— Угу, — отвечает сын с набитым ртом.
— Денег хочешь?
— Мне не надо.
— Как это не надо? Опять она научила? Я знаю — она. На, возьми. Мне для тебя ничего не жалко.
Витя взял трешницу, рассмотрел ее, разгладил пальцами и не спеша спрятал в дыру за подкладку пальто.
— Спасибо, — проговорил он и отодвинул тарелку. — Мне пора…
— А сосиски? Не оставлять же. Давай я тебе их в карман. И мои тоже.
Отец запихал сосиски в карман сыну.
— Ну, иди. Смотри, через улицу переходи аккуратно. Жди зеленого…
Сын ушел. И сразу оживление отца пропало. Он сел, подперев голову руками, и задумался, ничего не замечая вокруг.

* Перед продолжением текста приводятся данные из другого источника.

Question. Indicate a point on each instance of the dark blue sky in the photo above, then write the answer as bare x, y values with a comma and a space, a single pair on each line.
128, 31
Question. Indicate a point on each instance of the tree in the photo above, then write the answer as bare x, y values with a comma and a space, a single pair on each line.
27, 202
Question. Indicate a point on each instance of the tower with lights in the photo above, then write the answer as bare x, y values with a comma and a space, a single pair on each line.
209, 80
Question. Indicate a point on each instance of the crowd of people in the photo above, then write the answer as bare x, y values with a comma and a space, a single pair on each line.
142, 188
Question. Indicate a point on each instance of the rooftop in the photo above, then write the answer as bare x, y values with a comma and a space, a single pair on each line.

Я вышел. Тучи текли над городом все такие же темные, осенние. На аллее парка вздрагивали под ветром дождевые лужи. И тут я еще раз увидел Витю. С ним была худая, черная собака. Мальчонка положил сосиски на садовую скамью, и, чтобы добраться до них, собаке пришлось встать на задние лапы, а передние положить на сиденье. Так она и ела стоя. Выражение морды было смущенное: что поделаешь, приходится стоять, коль хозяину пришла в голову такая блажь.
Витя, присев на корточки подле собаки, выбирал из шерсти репьи и говорил взрослым голосом:
— И где тебя черти носят? На кого ты похожа? Лапы грязные, вся в репьях…

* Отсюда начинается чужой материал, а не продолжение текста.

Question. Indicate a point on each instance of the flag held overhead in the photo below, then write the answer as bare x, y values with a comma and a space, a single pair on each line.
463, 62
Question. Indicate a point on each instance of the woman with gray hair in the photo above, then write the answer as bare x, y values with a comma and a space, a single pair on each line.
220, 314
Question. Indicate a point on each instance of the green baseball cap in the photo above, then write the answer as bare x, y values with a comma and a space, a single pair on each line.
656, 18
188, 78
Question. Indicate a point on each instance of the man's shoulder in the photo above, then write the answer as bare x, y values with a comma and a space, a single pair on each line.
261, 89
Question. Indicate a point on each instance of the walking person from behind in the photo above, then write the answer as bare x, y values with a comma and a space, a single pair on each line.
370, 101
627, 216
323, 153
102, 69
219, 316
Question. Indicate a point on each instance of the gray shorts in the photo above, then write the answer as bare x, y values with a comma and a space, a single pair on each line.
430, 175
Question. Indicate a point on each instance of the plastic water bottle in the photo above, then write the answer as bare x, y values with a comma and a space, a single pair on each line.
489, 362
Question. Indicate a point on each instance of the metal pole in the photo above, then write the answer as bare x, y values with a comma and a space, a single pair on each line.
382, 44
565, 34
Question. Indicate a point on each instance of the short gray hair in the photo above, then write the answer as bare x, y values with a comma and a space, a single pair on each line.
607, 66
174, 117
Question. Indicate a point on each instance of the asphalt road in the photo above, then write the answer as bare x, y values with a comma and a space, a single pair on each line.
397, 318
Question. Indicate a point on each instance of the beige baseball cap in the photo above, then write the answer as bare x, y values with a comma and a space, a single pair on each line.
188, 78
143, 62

Собака жевала медленно, тщательно — должно быть целлофановая оболочка мешала ей. Витя притянул ее за ошейник, повернул морду к себе и спросил:
— Пальма, ты меня любишь? Да?
Пальме не хотелось отвечать. Да и зачем произносить вслух то, что само собой разумелось. Она только вильнула мокрым хвостом и снова принялась за сосиски.